Mythology is a Finger Pointing at the Moon

The stories of the gods are not the gods. The descriptions of the gods given in those stories are not the nature of the gods. They are fingers pointing at the moon.


This is not the Moon.

To borrow a Buddhist story:

The nun Wu Jincang asked the Sixth Patriarch Huineng: “I have studied the Mahaparinirvana sutra for many years, yet there are many areas I do not quite understand. Please enlighten me.”

Huineng: I am illiterate. Please read out the characters to me and perhaps I will be able to explain the meaning.

Nun: You cannot even recognize the characters. How are you able then to understand the meaning?

Huineng: Truth has nothing to do with words. Truth can be likened to the bright moon in the sky. Words, in this case, can be likened to a finger. The finger can point to the moon’s location. However, the finger is not the moon. To look at the moon, it is necessary to gaze beyond the finger, right?

Or, you can watch this Bruce Lee video, if you prefer.

The gods are what we experience when we encounter them in the world. They’re the feeling of presence when we pour out libations or make other offerings. They’re the entity that enters our dreams to speak to us, regardless of what movie star our sleeping brains make them look like. They’re the voices that sometimes whisper to us at strange moments, they’re the forces that direct the falling runes or the shuffled tarot, they’re the power that leaves us awe-struck and silent when we look at the vinyards or the ocean or feel ourselves falling into the starry sky as we lay aground, gazing into the heavens.

The point is, the gods are not the images crafted by ancient poets to describe them, and they’re not the words Christian scholars used to write down those old epics, and they’re certainly not the words used by Victorian and later story-book writers to translate those writings.

The point is, the gods are not the morally questionable super-humans described old tales. They are what we find when we hear or read those tales, and decide to go looking for the gods. The myths may suggest ways to go about this search, but they don’t describe what you are going to find when you do it. More, you haven’t failed if what you find isn’t exactly like the character in the stories.

I can’t tell you that the figure from your dream was definitely not a god. I can’t even tell you that the figure was definitely not Dionysos–or that it definitely was, for that matter. I sure as hell can’t tell you that what you encountered was not Dionysos because you saw him wearing a kind of vine-wreath not mentioned in myth, or because I don’t like the actor your brain cast him as. In the end, the gods will reveal themselves to each of us as they will, not as we wish.

What I can do is say whether or not your experience matches my own. I can decide to include or not include your experience into my understanding of Dionysos (or whoever).
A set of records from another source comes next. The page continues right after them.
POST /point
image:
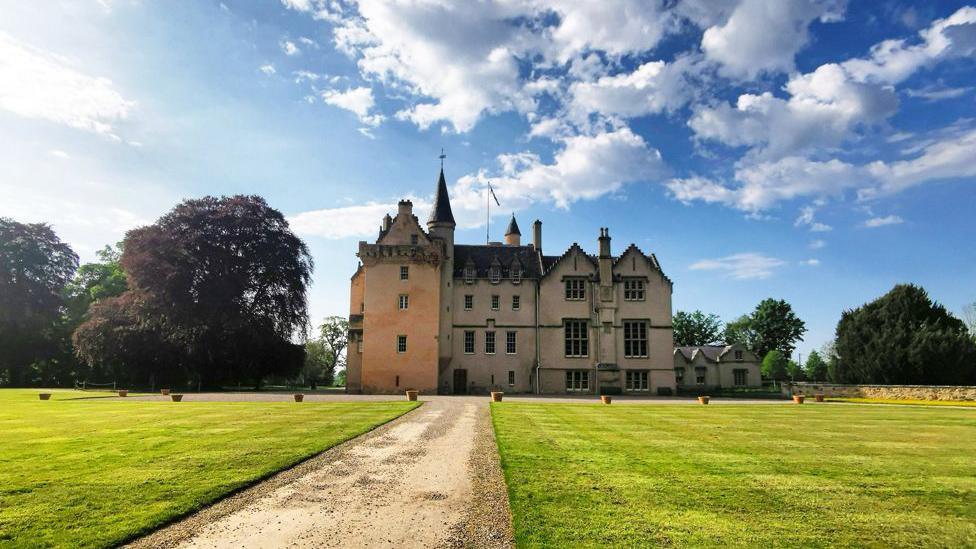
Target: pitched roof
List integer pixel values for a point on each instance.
(482, 257)
(513, 227)
(441, 212)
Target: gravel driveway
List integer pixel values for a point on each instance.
(428, 479)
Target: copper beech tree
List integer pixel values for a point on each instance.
(217, 293)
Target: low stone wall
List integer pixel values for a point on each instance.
(891, 392)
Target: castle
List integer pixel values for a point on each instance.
(439, 317)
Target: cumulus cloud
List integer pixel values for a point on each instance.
(883, 221)
(359, 101)
(38, 84)
(764, 36)
(741, 266)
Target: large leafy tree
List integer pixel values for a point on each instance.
(220, 280)
(776, 326)
(696, 328)
(903, 337)
(35, 267)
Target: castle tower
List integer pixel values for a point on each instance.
(513, 236)
(441, 226)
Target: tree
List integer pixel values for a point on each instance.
(35, 267)
(903, 337)
(696, 329)
(816, 367)
(776, 327)
(223, 281)
(739, 331)
(334, 334)
(774, 365)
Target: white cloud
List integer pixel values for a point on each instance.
(38, 84)
(765, 35)
(289, 47)
(883, 221)
(742, 266)
(356, 100)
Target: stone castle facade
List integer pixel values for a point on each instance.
(440, 317)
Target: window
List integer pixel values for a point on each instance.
(636, 381)
(510, 342)
(577, 338)
(577, 380)
(575, 289)
(739, 377)
(635, 339)
(633, 290)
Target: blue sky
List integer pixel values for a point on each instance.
(815, 151)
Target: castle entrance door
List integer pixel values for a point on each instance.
(460, 382)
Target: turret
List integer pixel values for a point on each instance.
(513, 236)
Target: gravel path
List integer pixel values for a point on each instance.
(428, 479)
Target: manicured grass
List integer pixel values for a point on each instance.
(903, 402)
(95, 472)
(740, 475)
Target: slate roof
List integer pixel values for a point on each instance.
(441, 212)
(513, 227)
(483, 256)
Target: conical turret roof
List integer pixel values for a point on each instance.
(513, 227)
(441, 212)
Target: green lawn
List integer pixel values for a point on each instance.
(742, 475)
(95, 472)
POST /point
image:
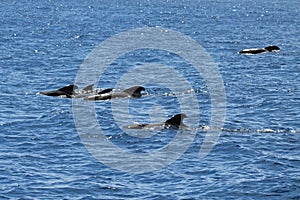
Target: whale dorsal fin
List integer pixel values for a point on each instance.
(135, 91)
(176, 120)
(88, 88)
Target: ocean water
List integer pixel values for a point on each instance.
(43, 156)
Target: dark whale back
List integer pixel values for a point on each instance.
(176, 120)
(68, 90)
(135, 91)
(108, 90)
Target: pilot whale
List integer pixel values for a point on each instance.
(176, 122)
(260, 50)
(66, 91)
(134, 92)
(71, 91)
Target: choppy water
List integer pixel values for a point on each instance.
(43, 44)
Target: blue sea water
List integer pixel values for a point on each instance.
(42, 46)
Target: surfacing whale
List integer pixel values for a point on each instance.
(134, 92)
(65, 92)
(176, 122)
(71, 91)
(260, 50)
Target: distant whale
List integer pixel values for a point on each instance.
(70, 91)
(175, 122)
(65, 92)
(260, 50)
(130, 92)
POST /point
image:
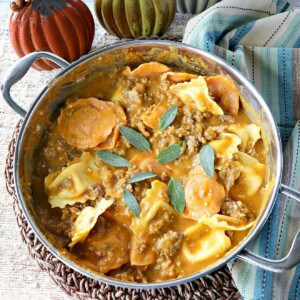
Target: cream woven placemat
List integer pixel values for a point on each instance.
(20, 277)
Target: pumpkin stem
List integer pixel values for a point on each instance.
(17, 5)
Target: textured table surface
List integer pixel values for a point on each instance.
(20, 277)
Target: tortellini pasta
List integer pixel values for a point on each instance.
(248, 134)
(72, 184)
(203, 195)
(87, 219)
(207, 239)
(225, 146)
(151, 118)
(224, 91)
(196, 91)
(252, 174)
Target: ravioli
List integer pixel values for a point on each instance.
(249, 135)
(224, 91)
(252, 176)
(207, 239)
(203, 195)
(225, 146)
(87, 220)
(152, 69)
(71, 184)
(196, 91)
(156, 201)
(151, 118)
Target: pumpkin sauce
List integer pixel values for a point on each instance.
(79, 196)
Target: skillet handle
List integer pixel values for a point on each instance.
(19, 71)
(291, 260)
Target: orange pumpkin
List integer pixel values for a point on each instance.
(65, 28)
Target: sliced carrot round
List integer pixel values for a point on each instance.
(87, 122)
(203, 195)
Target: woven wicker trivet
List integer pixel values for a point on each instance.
(217, 285)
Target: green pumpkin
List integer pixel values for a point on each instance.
(133, 18)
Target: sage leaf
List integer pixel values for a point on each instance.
(182, 144)
(168, 117)
(141, 176)
(135, 138)
(113, 159)
(169, 154)
(207, 160)
(131, 202)
(176, 195)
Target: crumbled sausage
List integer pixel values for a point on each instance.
(169, 243)
(236, 209)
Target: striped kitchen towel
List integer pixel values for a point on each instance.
(262, 39)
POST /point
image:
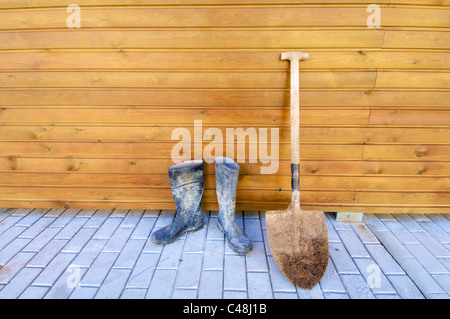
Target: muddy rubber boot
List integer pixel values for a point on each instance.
(227, 173)
(186, 181)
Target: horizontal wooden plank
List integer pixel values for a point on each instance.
(214, 206)
(225, 16)
(398, 116)
(168, 115)
(229, 80)
(412, 79)
(160, 166)
(221, 60)
(200, 39)
(85, 3)
(366, 135)
(223, 98)
(410, 152)
(164, 149)
(417, 39)
(250, 182)
(389, 199)
(316, 198)
(160, 195)
(186, 80)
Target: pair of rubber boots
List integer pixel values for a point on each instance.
(187, 181)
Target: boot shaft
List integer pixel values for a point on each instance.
(187, 183)
(227, 174)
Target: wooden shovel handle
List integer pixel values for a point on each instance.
(294, 58)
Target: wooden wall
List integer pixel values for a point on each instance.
(86, 114)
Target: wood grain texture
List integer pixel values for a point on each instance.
(86, 115)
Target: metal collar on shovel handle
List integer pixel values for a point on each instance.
(298, 238)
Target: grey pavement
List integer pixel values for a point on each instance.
(74, 253)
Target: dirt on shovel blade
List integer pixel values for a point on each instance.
(299, 245)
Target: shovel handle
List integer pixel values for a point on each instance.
(294, 58)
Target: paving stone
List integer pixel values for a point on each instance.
(188, 276)
(132, 218)
(54, 269)
(195, 241)
(171, 254)
(161, 285)
(211, 284)
(19, 283)
(401, 232)
(12, 249)
(34, 292)
(99, 269)
(234, 273)
(314, 293)
(42, 239)
(235, 295)
(432, 244)
(46, 255)
(214, 255)
(213, 232)
(374, 277)
(133, 293)
(118, 240)
(89, 253)
(259, 285)
(443, 281)
(256, 258)
(32, 217)
(10, 234)
(129, 254)
(84, 293)
(107, 228)
(353, 245)
(334, 295)
(65, 218)
(110, 253)
(409, 223)
(35, 229)
(342, 260)
(436, 231)
(427, 260)
(143, 271)
(279, 281)
(14, 265)
(420, 276)
(143, 228)
(252, 227)
(78, 241)
(364, 233)
(285, 295)
(98, 218)
(184, 293)
(330, 281)
(356, 287)
(384, 260)
(441, 221)
(113, 285)
(405, 287)
(165, 218)
(69, 280)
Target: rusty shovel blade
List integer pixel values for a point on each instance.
(298, 241)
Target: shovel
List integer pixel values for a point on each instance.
(298, 238)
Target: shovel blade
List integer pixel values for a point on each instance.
(298, 241)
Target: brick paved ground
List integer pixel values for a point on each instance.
(76, 253)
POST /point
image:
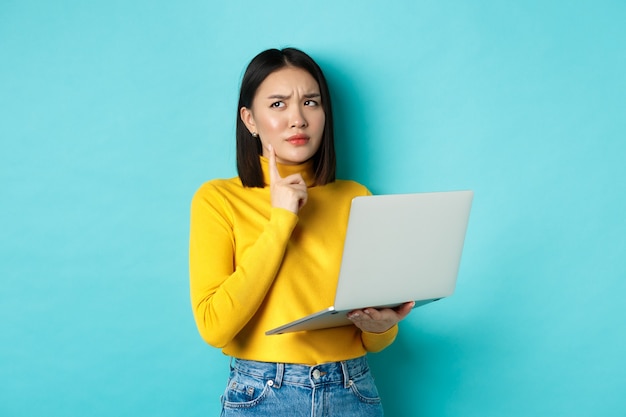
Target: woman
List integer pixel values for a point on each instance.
(265, 249)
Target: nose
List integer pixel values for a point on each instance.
(298, 119)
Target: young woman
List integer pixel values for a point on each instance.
(265, 249)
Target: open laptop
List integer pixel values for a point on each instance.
(398, 248)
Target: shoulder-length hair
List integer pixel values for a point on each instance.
(249, 148)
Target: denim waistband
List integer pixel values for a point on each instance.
(279, 373)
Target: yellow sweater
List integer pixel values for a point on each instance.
(254, 267)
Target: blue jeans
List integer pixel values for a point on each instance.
(344, 389)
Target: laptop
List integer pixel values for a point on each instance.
(398, 248)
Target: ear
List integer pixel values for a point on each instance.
(248, 119)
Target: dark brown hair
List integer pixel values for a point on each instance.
(249, 148)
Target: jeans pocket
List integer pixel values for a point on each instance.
(244, 391)
(365, 389)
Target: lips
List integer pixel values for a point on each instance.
(298, 140)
I can decide whether or not I’ll advise others to do so. I can tell you whether or not I think doing, literally, what the god said is actually a good idea for you. If I’m teaching you a particular tradition, I can tell you whether or not that experience of the gods works with the rest of the tradition’s practice.

So study the myths, not to tell you what the gods are, but to tell you how to start the journey to reach them. Share your experiences of the gods with others, not so they can tell you whether you’re right or wrong, but so you can know that you aren’t alone on this road.